Kaleb jerked himself out of his private thoughts. “Huh?”

Jonas sighed exasperatedly. “It’s all over your face, man. I know she’s a witch and whatnot, but will you please calm down and maybe allow your brain to mature? It’ll do some good to the five-year-old grown-ups that live around here.”

Kaleb shook his head. “You’re a newbie, Jonas. You haven’t been around long enough to hear enough.”

“Now you sound like my great-grandfather when he drones on about his slightly-depressing childhood days he survived without proper television channels.”

“Jonas — ”

“Look, Kaleb.” Jonas spun around, an unidentifiable spark blinking in his gray eyes. “Dude, you just have to trust me, okay? My parents think I’ve got a screw loose or something, and so will everyone else if I blurt it out to the rest of the world. You’re the only one I can possibly depend on right now. So tell me if she’s real or not when we get there.”

The hazel-eyed boy opened his mouth to protest, but closed it again, shocked by the passionate desperation that seemed to drive his friend into oblivion. Wordlessly, he shuffled towards Witchlight Manor, Jonas trailing by his side.

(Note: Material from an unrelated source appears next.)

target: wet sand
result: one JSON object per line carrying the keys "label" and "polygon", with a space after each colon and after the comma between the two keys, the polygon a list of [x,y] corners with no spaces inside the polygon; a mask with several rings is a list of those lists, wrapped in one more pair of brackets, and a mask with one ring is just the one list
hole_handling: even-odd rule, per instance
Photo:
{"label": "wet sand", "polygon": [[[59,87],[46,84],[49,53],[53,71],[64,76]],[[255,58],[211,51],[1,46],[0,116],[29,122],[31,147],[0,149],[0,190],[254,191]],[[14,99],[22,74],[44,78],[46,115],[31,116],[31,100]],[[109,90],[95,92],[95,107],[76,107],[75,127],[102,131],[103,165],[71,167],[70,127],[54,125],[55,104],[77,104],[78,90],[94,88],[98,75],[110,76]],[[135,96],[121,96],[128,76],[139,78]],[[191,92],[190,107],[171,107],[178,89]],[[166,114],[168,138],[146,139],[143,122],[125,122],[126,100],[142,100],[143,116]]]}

They simultaneously reached the weather-beaten door — a gray barrier that seemed to have been robbed of its colors as time passed. Cautiously, with slightly trembling fingers, Jonas reached for the knocker flaking with rust-

And let out a petrified scream.

Kaleb jumped back as an eye, blood-red, peered at them through the crack of the ajar door. And it remained there with an unblinking, unmoving stare – the creepy sort that summoned goosebumps from even the most audacious people.

Before either of them could unfreeze themselves to provide any sort of lame explanation, a broken, high-pitched, almost hysterical stream of screaming gibberish was thrown in their faces as the door banged shut. The two friends stood, wide-eyed, immobile, and peppered with goosebumps. The world seemed to stand still with them — quietly and submissively — as the warmth sluggishly resurrected itself.

“Instrument of the Devil,” Jonas muttered under his breath. Kaleb nodded robotically in agreement and turned, only to be pulled back by an acute, numbing frost that stole his breath away and left the insides of his mouth parched.

Fingers.

Pale, thin, transparent, and beautiful fingers. He wouldn’t have been so freaked out if they didn’t appear so unreal.

Beside him, Jonas inhaled sharply in wild excitement as Kaleb’s eyes trailed up towards the hauntingly bewitching face.

A girl.

Ash-black curls cascaded down her back, and her blue eyes — amazingly, breathtakingly blue yet so hauntingly devoid of any sort of sentiment — bore into his own.

“Kaleb.” The innocent rose-petal lips moved, planting his name on his cheek with miniscule explosions of electricity. He could almost feel her lips moving against his ear – lovely, enchanting, and sincere. “Thank you. You’re giving it up so easily.”

“Giving what up?”

The terrible, gleeful, unfathomable giggle tinkled into his ear canals — a last-minute flicker of change before a chilling blade buried itself into his ribcage, feeding on his blood. “Your life.”